Maybe I shouldn't have offered to be more offensive. On Saturday morning at 11, 2 trees on my street went down in that nor'easter and downed power lines. We didn't get the power back until Monday night at 10. For two and a half days, no electricity, no light, no heat, no hot water.
This was not fun. And if that had been the worst of it, it would have been annoying as hell.
That was not the worst of it. The blackout knocked out our sump pump. So when I got back from Nevada Smith's, the New York bar where I watched Arsenal beat Hull City in Premier League action, I saw that the basement was flooded.
I haven't yet been able to check to see how many of my videotapes -- in plastic bins, never found a place for them from the last time I moved -- are ruined. Or which ones. Probably ones I really wanted to save. But 2 shelves of one of my bookcases were ruined.
A lot of fantastic books got ruined. Nearly all of them are replacable -- eventually. Even if I had the money to buy them all again (and I don't, at least not more than 1 or 2 every pay period), it would take a while for them to come by mail. A lot of them weren't available in the New York Tri-State Area, and had to come from Borders/Amazon.
Some of the books that came by mail came from England. These were some of the books that helped me to understand soccer for the first time. Some of the soccer books I bought were available in New Jersey and New York City bookstores. But they're all ruined. Soaked.
"They're soaked, and I know they are."
"This game's abandoned."
"Bloody hell."
Amazingly, one book that I was sure was a goner was a 1960 world atlas that my mother got from an old family friend. The binding is already nearly shot, but the covers and pages were fine... and still are. The bookcase that one was in wasn't affected.
In the bookcase that was ruined, I lost signed copies -- already signed when I got them, so they weren't personally autographed -- of Jim Bouton's Ball Four and Dan Shaughnessy's Reversing the Curse. I lost Rob Neyer's Big Book of Baseball Lineups and Rob Neyer's Big Book of Baseball Blunders, and Allen Barra's recent books re-examining long-held baseball beliefs. I didn't have those four books for very long, but I loved them. Even when I don't agree with Neyer and Barra, I love that they sometimes make me think of things in a different way.

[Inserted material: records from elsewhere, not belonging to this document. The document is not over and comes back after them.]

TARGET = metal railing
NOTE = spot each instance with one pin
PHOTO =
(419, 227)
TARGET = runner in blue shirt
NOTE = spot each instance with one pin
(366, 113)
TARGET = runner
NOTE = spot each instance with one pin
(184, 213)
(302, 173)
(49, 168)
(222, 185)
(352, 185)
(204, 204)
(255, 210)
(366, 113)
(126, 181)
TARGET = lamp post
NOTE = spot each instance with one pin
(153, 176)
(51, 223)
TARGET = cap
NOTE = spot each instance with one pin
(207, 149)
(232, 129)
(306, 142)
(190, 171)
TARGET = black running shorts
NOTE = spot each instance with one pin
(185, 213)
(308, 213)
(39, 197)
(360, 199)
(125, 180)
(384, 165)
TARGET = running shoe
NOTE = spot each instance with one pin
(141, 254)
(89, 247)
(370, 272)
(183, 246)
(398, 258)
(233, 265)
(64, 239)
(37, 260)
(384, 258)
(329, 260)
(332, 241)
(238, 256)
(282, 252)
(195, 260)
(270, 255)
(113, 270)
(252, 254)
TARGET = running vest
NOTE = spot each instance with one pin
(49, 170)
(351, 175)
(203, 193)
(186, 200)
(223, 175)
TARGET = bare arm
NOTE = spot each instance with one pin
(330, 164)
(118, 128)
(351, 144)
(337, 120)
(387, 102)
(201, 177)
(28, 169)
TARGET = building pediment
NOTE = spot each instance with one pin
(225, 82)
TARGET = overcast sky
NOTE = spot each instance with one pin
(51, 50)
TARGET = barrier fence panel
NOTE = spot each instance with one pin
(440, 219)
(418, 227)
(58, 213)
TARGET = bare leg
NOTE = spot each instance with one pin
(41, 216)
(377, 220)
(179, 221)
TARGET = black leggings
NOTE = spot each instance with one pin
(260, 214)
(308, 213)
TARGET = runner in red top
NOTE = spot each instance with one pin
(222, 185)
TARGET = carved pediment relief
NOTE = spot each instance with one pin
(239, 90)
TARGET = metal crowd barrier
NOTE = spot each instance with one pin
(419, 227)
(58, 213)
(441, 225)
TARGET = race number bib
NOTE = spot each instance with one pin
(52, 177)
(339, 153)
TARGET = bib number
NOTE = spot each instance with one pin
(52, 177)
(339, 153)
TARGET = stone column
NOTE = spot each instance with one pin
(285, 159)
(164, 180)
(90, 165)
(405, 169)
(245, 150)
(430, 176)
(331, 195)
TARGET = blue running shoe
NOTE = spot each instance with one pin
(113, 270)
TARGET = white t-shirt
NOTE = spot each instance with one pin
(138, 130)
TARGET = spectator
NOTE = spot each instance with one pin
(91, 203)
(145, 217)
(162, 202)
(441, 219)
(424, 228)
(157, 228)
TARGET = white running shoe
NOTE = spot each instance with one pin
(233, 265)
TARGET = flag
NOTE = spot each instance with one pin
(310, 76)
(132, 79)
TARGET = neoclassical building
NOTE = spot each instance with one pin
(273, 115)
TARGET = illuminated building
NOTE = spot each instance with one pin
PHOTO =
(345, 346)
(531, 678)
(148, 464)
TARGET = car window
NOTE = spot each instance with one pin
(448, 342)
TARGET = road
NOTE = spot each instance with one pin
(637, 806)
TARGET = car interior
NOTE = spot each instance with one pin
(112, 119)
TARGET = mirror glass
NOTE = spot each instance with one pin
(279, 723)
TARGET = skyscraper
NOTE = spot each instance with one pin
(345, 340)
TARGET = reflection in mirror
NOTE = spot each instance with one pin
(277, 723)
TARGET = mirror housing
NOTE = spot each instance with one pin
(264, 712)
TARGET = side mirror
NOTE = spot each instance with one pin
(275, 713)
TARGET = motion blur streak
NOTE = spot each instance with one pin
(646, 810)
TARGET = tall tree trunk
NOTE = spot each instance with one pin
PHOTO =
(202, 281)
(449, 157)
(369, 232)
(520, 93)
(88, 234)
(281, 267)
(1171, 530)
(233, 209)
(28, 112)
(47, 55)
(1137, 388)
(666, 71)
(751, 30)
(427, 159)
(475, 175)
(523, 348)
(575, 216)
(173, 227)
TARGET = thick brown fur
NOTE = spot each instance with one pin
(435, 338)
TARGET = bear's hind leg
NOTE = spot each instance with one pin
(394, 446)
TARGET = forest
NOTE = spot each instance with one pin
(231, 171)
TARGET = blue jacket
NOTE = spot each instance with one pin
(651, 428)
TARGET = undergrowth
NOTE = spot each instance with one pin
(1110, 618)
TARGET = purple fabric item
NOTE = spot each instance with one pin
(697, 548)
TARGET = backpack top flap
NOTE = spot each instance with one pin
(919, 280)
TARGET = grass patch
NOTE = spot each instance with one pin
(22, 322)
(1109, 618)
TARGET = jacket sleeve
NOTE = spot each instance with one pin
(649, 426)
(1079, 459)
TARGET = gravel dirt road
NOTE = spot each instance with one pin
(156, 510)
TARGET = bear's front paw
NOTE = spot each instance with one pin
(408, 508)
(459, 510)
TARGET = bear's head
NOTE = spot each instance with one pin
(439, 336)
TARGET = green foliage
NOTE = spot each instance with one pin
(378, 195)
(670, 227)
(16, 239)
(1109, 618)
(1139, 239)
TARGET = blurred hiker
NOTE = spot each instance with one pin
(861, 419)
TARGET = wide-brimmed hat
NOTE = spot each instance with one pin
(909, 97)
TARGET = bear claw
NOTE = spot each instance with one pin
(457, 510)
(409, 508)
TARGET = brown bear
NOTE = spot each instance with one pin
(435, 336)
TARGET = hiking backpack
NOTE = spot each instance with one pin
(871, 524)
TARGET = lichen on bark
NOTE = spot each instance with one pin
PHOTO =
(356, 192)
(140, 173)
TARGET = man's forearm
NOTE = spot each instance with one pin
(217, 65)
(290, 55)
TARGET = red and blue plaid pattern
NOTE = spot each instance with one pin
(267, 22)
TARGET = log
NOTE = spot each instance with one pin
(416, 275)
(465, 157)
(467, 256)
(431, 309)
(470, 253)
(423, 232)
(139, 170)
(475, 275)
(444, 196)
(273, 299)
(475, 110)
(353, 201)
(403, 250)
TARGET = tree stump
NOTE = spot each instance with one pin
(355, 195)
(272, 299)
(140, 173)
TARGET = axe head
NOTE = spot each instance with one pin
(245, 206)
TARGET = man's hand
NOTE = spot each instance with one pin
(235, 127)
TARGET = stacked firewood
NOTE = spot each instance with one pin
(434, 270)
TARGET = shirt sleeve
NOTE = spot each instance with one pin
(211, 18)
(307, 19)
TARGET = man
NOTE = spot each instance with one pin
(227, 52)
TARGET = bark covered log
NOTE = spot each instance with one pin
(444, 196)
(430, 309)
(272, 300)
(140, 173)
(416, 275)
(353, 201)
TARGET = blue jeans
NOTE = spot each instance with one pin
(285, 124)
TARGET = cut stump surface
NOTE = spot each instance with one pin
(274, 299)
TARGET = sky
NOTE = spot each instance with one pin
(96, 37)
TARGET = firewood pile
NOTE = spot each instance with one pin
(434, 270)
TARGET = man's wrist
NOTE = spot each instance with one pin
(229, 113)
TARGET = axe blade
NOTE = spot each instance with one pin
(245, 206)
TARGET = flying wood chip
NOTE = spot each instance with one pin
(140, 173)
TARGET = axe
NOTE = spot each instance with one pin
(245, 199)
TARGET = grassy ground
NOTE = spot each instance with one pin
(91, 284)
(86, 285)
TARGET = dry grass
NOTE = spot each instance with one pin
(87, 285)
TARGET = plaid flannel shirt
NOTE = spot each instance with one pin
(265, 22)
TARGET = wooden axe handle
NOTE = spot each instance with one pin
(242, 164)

Actually, I would disagree with Barra frequently: Not only is he a Met fan, but he's from Old Bridge, East Brunswick's arch-rival. The Purple Bastards! (Actually, since he's older than I am, that would be the Blue Bastards, as the school was then known as Madison Central and had different colors.)
But I was thrilled at 2 books that survived, both by baseball players who began in the late 1940s and starred into the 1950s. What I Learned From Jackie Robinson, by his Brooklyn Dodger teammate Carl Erskine, whose nasty curveball led him to win several big games for Dem Bums, including two no-hitters (one against the hated New York Giants) and Game 4 of the 1953 World Series in which he beat the Yankees, striking out 14 batters to set a Series record that lasted for 10 years.
And Baseball Forever, by Ralph Kiner, slugger for the Pittsburgh Pirates and broadcaster for the New York Mets for their entire history from 1962 to the present (and while he's done just one game a week the last few years, he is scheduled to be back this season at age 88).
Erskine's book was the last thing my Grandma gave me before she died. Kiner's book was the last thing I gave her, and naturally, it was one of the books Mom let me take it from her house after the end.
It didn't occur to me to attach special meaning to those books before tonight. I just didn't think of it. I do now.
It resulted in my coming up with a "Yogiism": I told Mom, "It's the sort of thing you don't think about until you think about it."
This whole thing could have been a lot worse. Nobody was killed or injured -- at least, not in my house, not in my neighborhood, and probably not in East Brunswick or even in Middlesex County. But a few people in New Jersey have been killed, and elsewhere up and down the Northeast Corridor from Boston's northern suburbs to the Tidewater region of Virginia. And over a quarter of a million people in the New York Tri-State Area are still without power, 3 days later.
It sure didn't seem like it over the weekend, when I lost a refrigerator full of food and needed to borrow the shower in my sister's condo, and the whole family still needs to borrow it and her washer and dryer. Fortunately, she's letting us, because she was planning on going on vacation this week anyway. But we were damn lucky.
The power came back on last night, so we did not have to "beware the Ides of March." We might not yet get our own hot water and laundry back tomorrow, St. Patrick's Day, but we are lucky.
But then, as that great Englishman of Irish descent, John Lennon, put it, "If you really had the luck of the Irish, you'd wish you were English instead."